CDU steckt in einem Dilemma

Im Osten der Bundesrepublik sind diese Positionen populärer als im Westen. Und BSW-Chefin Wagenknecht besteht darauf, dass sich die Landesregierungen dafür einsetzen, obwohl es sich um Aufgaben der Bundespolitik handelt. "Wir erwarten von einem Ministerpräsidenten, dass er das öffentlich zum Ausdruck bringt."

Davon angesprochen fühlen dürfen sich die zwei Herren Michael Kretschmer und Mario Voigt, ihres Zeichens CDU-Vorsitzende in Sachsen und Thüringen. Kretschmer ist sächsischer Ministerpräsident und will das bleiben, Voigt strebt nach der Macht in Thüringen. Für ihre Partei, die CDU, ist das Beharren Wagenknechts eine giftige Pille. Anti-Amerikanismus und Putin-Versteherei gehen gegen die christsoziale DNA - eigentlich. Denn Kretschmer wirbt seit Langem dafür, weniger Waffen an die Ukraine zu liefern und auf mittlere Sicht wieder Gas in Russland zu kaufen. Voigt hat im Wahlkampf zumindest erklärt, dass er sich größere diplomatische Offensiven wünsche.

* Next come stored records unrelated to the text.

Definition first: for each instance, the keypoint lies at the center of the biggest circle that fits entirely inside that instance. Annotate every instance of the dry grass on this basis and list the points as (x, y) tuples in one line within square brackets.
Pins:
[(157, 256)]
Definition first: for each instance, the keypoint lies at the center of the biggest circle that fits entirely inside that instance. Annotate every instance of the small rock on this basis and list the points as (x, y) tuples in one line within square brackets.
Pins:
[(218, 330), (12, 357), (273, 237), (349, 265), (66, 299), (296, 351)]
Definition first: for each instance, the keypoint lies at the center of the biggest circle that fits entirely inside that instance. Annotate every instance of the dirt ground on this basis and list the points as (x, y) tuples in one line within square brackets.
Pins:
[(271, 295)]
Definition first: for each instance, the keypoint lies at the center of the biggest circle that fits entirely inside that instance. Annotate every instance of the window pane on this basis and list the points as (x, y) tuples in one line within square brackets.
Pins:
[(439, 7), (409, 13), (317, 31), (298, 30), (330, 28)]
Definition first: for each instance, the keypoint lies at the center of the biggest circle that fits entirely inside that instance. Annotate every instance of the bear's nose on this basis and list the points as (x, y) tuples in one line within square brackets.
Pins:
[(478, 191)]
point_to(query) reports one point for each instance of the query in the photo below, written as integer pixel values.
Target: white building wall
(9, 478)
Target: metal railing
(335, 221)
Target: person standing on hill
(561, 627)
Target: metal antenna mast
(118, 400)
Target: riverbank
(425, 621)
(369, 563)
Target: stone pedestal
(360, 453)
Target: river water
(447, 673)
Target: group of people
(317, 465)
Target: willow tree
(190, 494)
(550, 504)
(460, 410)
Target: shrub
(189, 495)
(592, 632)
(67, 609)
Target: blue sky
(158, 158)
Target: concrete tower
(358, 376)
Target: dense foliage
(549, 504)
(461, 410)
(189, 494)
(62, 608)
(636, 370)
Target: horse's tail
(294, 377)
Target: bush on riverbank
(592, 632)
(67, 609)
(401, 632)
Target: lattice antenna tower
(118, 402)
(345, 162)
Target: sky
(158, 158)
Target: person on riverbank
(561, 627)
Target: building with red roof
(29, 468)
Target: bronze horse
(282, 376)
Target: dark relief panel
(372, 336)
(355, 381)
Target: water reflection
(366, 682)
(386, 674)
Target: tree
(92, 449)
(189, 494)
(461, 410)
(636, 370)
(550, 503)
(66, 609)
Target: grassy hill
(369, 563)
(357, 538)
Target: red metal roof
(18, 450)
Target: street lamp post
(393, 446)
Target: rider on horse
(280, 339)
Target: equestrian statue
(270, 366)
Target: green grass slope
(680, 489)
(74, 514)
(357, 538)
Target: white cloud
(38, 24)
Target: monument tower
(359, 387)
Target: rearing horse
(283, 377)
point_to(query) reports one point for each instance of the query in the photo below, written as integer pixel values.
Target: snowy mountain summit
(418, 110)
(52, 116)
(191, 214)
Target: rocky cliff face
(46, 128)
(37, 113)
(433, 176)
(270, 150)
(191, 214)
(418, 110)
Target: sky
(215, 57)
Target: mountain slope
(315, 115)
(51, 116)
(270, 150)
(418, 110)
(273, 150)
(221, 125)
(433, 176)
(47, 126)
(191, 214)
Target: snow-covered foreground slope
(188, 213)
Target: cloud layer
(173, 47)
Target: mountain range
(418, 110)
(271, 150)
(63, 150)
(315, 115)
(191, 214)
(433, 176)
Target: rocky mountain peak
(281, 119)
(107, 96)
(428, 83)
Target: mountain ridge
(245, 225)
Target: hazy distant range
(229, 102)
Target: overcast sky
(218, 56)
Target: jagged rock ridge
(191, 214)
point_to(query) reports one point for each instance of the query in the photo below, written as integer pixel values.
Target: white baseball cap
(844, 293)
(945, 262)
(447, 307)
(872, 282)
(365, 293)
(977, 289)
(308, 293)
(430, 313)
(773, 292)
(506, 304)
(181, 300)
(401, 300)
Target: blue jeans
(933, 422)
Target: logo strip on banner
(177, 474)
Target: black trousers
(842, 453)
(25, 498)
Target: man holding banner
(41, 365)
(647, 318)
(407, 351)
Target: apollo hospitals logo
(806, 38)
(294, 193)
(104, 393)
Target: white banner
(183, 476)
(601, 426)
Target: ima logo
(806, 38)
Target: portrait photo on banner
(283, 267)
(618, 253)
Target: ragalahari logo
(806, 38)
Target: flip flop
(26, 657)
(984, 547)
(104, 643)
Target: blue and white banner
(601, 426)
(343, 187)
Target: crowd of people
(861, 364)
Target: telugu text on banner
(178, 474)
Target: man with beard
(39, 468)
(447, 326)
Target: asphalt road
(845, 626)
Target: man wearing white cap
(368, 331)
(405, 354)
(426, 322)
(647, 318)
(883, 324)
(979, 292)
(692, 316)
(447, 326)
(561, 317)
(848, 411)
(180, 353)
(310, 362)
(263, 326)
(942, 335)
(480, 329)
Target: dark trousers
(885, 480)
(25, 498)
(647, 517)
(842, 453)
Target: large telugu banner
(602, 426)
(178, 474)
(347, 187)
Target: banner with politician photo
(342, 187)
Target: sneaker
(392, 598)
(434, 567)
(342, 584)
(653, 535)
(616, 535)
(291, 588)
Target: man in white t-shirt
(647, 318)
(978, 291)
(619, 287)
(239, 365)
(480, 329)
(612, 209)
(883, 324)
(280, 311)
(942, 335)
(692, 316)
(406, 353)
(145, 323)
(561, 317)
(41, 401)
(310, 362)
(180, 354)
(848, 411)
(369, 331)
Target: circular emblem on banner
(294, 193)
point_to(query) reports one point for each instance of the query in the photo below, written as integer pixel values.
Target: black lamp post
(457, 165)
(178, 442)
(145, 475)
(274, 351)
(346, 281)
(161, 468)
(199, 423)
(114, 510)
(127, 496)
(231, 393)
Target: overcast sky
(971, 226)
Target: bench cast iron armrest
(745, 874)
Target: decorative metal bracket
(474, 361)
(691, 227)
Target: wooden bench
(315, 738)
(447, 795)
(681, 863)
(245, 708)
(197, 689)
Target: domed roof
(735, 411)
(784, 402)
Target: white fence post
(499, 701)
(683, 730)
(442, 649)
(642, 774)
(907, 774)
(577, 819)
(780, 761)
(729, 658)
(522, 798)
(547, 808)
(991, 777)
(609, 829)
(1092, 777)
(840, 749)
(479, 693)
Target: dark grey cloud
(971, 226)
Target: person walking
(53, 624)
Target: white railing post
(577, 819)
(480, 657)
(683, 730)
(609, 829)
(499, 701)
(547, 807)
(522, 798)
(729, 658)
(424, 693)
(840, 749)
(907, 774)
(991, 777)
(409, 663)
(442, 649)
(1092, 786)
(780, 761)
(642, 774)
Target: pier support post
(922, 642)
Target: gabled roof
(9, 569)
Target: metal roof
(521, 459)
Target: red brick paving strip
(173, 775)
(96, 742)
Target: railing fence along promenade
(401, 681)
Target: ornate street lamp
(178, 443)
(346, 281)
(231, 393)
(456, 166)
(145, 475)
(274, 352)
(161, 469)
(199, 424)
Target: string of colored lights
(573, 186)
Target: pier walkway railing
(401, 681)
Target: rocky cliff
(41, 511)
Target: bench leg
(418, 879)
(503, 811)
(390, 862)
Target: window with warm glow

Zur giftigen Pille kommt eine zweite hinzu. In Thüringen kann eine stabile Regierung ohne die AfD nur mit dem BSW und der Linken gebildet werden. Der Koalition aus CDU, BSW und SPD fehlt eine Stimme im Landtag zur absoluten Mehrheit. Dagegen steht aber der Unvereinbarkeitsbeschluss der Union für Zusammenarbeit und Koalieren mit der Linken.

Wagenknecht sitzt halb am Tisch der Macht

Und Wagenknecht? Will bei den Gesprächen in Erfurt und Dresden die großen Linien festzurren, sonst aber nicht mit am Tisch sitzen. Die Details sollen die Landesverbände besprechen. Wagenknecht sitzt damit so halb am Tisch der Macht. So nah war sie ihr noch nie. Das Leben der Menschen müsse sich rasch verbessern, sagt sie. In der Praxis abliefern musste die scharfe Analytikerin aber noch nie. Ihre Sache ist der Diskurs über die großen Linien, Krieg und Frieden. Wenn es aber bei Lehrern, Polizisten und Krankenhäusern nicht reicht, wird das kleine Einmaleins zu ihrem Problem.